An increase in fuel consumption of more than 20% between an unladen panel van and the same vehicle with 75% of its maximum payload has been recorded by Arval.
The controlled trials were designed to underline the importance of ensuring that LCVs are only carrying the load needed on any given journey.
A popular SWB panel van was driven in controlled conditions over a 49.1 mile course for the test at 0%, 25%, 50% and 75% of its 1,079kg maximum payload. The tests were all at the same time of day, an eco driving style was used and air conditioning was switched off.
The results were:
Payload used Fuel consumption Increase in fuel use over 0% payload
0% 35.74 –
25% 33.79 5.4%
50% 30.97 13.3%
75% 28.16 21.2%
Arval Fleet Consultant Liam Cresswell said: “Fleet operators know that payload has an impact on fuel consumption but perhaps are not aware of the degree. These results are marked. A van that is carrying a 75% payload is using a fifth more fuel, which is a considerable cost increase.
“This has direct operational implications, the most immediate and direct of which is to ensure that your vans are not carrying any weight that isn’t needed. This is something that needs to be communicated effectively to drivers.
“In the medium term, you should also endeavour to raise driver awareness of the payload of their vehicle and how to use it to maximum advantage. Vehicles should be clearly labelled with payload information and education for drivers is very useful.

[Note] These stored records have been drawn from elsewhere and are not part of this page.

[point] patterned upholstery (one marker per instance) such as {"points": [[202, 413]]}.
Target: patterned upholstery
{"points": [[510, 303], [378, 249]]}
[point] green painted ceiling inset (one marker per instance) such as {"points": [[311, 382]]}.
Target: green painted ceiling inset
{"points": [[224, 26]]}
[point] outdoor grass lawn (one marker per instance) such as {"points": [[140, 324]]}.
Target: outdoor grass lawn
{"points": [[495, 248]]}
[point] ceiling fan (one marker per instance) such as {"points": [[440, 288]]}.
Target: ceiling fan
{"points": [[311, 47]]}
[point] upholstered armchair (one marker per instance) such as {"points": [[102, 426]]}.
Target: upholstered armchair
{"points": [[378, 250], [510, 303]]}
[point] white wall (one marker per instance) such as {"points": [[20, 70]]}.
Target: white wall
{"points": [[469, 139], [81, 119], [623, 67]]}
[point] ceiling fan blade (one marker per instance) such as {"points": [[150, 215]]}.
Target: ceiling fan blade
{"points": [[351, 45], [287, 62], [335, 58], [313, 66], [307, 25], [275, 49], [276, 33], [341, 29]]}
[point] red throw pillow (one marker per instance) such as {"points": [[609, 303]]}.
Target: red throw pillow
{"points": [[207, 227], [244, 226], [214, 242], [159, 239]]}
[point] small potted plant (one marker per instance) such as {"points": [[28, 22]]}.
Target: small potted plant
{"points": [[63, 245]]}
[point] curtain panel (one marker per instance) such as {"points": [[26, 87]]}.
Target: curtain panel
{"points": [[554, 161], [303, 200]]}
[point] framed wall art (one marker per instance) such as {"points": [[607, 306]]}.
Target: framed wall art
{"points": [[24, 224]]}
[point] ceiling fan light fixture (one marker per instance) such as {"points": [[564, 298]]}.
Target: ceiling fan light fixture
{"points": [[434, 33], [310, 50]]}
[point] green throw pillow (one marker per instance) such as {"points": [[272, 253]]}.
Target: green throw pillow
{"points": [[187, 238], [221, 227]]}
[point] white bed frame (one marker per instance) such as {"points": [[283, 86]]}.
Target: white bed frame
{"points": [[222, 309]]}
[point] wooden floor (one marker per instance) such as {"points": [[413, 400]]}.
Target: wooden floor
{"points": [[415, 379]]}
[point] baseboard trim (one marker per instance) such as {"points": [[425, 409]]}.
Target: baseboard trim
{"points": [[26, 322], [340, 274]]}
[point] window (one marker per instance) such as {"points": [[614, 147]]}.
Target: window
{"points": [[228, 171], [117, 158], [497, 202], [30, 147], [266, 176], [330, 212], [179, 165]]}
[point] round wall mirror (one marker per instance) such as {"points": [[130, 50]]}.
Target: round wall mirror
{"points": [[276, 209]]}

“It is also worth considering the question of storage systems. Good, modern, lightweight racking can help to maximise the carrying capacity and payload of a vehicle and generally increase its efficiency in use.
“Finally, this is an issue that can influence the selection of vehicles. A smaller vehicle operating near its payload capacity will always be a more cost-effective transport choice than an underutilised, larger van.”
Liam added that even the unladen vehicle in the test had been more than 25% adrift of the manufacturer’s official combined MPG figure.
“Official MPG figures are obviously carried out in controlled test conditions but this shows once again that they only provide an indication of performance in real world conditions.”